🤖 AI Summary
This work addresses the inherent limitations of conventional content moderation—namely, post-hoc evaluation and reactive responses—by formally proposing and modeling a novel task: *intervention-induced user attrition prediction*, which forecasts users’ likelihood of abandoning the platform *prior* to moderator interventions. Leveraging 142 subreddit bans and 13.8 million user behavioral logs from Reddit, we construct a 142-dimensional feature set capturing activity patterns, social connectivity, content toxicity, and linguistic style. Our method integrates XGBoost with BERT-based text encoding for binary classification. Experiments reveal that activity-related features exhibit the highest discriminative power; the best-performing model achieves a micro-F1 score of 0.914 and demonstrates robust cross-community generalization. This study pioneers the “predictive content moderation” paradigm, delivering a deployable tool for pre-intervention impact assessment—thereby substantially mitigating unintended user attrition and collateral enforcement errors.
📝 Abstract
Current content moderation follows a reactive, trial-and-error approach, where interventions are applied and their effects are only measured post-hoc. In contrast, we introduce a proactive, predictive approach that enables moderators to anticipate the impact of their actions before implementation. We propose and tackle the new task of predicting user abandonment following a moderation intervention. We study the reactions of 16,540 users to a massive ban of online communities on Reddit, training a set of binary classifiers to identify those users who would abandon the platform after the intervention -- a problem of great practical relevance. We leverage a dataset of 13.8 million posts to compute a large and diverse set of 142 features, which convey information about the activity, toxicity, relations, and writing style of the users. We obtain promising results, with the best-performing model achieving micro F1-score = 0.914. Our model shows robust generalizability when applied to users from previously unseen communities.
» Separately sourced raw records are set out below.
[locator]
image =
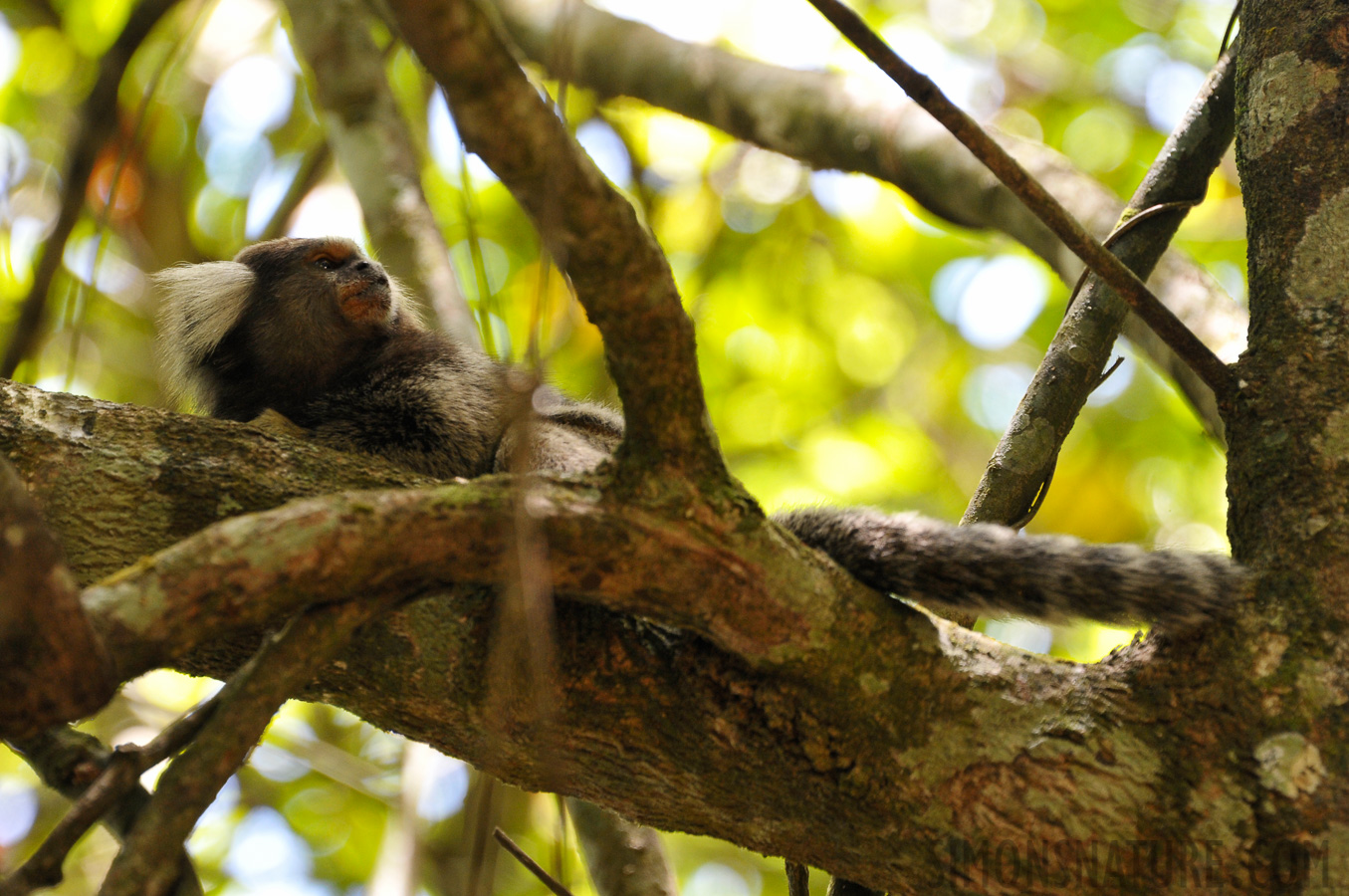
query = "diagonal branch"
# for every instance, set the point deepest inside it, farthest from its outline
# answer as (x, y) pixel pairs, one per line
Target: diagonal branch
(54, 664)
(281, 668)
(591, 231)
(820, 118)
(828, 744)
(1026, 454)
(1100, 259)
(375, 151)
(105, 785)
(98, 118)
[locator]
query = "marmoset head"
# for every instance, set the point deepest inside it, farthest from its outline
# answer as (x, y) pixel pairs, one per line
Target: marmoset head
(276, 326)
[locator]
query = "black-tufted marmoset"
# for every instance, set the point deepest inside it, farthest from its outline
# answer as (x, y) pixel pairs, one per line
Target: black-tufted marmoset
(316, 331)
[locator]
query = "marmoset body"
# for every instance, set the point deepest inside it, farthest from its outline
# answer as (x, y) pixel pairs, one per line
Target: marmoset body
(319, 334)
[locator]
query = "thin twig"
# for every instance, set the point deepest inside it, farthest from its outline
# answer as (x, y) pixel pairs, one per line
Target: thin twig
(1039, 200)
(1071, 367)
(535, 868)
(98, 118)
(120, 777)
(79, 304)
(281, 668)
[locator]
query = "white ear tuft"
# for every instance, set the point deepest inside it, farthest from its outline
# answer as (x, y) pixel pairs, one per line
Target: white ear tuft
(200, 304)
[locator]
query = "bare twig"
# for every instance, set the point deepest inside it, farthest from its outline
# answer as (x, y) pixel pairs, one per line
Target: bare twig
(118, 778)
(281, 668)
(98, 118)
(71, 762)
(1008, 170)
(535, 868)
(1071, 368)
(56, 665)
(821, 120)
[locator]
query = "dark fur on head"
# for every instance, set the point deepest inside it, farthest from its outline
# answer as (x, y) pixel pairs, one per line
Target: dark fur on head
(318, 333)
(288, 319)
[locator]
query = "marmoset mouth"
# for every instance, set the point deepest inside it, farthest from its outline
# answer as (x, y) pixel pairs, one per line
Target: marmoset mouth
(364, 301)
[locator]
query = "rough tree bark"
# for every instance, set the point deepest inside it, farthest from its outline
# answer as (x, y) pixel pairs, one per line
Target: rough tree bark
(746, 688)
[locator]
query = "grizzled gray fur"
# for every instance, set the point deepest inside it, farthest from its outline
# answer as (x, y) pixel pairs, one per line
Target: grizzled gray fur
(319, 334)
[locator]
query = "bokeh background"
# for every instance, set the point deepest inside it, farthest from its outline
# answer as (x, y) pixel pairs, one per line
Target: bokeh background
(854, 348)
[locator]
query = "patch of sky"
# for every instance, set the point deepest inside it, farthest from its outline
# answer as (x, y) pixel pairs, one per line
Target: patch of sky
(676, 148)
(1131, 68)
(114, 274)
(1231, 278)
(277, 764)
(787, 34)
(236, 160)
(253, 98)
(269, 190)
(18, 809)
(14, 158)
(445, 147)
(1171, 90)
(694, 21)
(843, 193)
(991, 300)
(972, 84)
(607, 151)
(444, 786)
(331, 209)
(267, 853)
(715, 879)
(992, 391)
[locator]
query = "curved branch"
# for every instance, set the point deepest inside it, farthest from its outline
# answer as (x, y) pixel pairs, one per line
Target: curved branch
(620, 276)
(54, 664)
(816, 720)
(823, 120)
(1028, 451)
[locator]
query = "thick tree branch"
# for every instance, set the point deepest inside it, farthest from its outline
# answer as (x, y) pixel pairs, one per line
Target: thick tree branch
(375, 150)
(591, 231)
(54, 664)
(830, 748)
(823, 120)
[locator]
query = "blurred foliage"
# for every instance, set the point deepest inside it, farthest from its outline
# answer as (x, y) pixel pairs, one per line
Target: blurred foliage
(854, 348)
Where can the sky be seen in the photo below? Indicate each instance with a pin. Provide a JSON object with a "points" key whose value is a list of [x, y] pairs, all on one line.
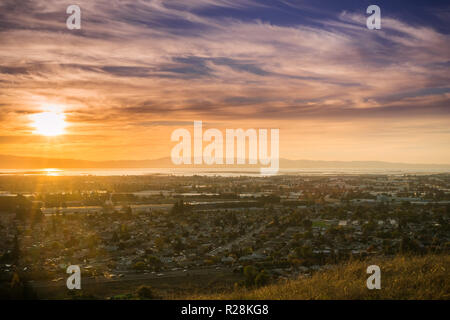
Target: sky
{"points": [[137, 70]]}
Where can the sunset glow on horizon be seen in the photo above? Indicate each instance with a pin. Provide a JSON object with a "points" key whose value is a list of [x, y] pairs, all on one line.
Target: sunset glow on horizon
{"points": [[336, 90]]}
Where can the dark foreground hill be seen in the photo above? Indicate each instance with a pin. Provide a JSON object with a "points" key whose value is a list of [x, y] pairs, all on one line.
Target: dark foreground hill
{"points": [[419, 277]]}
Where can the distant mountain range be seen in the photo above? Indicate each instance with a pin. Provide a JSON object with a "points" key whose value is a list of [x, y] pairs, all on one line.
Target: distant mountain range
{"points": [[17, 162]]}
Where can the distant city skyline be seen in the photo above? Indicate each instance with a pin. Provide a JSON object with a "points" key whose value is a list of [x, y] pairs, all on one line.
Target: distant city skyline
{"points": [[136, 71]]}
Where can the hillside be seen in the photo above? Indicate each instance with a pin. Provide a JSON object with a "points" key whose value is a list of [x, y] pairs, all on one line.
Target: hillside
{"points": [[425, 277]]}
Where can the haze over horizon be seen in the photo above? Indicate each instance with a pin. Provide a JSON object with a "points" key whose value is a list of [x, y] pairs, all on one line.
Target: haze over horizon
{"points": [[136, 71]]}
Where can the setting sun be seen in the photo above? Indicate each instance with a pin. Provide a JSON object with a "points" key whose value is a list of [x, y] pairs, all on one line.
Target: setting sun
{"points": [[49, 123]]}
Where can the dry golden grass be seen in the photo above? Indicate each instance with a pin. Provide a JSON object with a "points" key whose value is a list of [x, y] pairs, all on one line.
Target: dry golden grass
{"points": [[403, 277]]}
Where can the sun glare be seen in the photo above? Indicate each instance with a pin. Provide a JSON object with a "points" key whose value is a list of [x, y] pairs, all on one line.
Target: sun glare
{"points": [[49, 123]]}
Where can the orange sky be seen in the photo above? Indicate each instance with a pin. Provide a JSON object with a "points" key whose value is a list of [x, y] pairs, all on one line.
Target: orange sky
{"points": [[337, 91]]}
Furthermore, we identify activity features as the most informative predictors, followed by relational and toxicity features, while writing style features exhibit limited utility. Theoretically, our results demonstrate the feasibility of adopting a predictive machine learning approach to estimate the effects of moderation interventions. Practically, this work marks a fundamental shift from reactive to predictive moderation, equipping platform administrators with intelligent tools to strategically plan interventions, minimize unintended consequences, and optimize user engagement.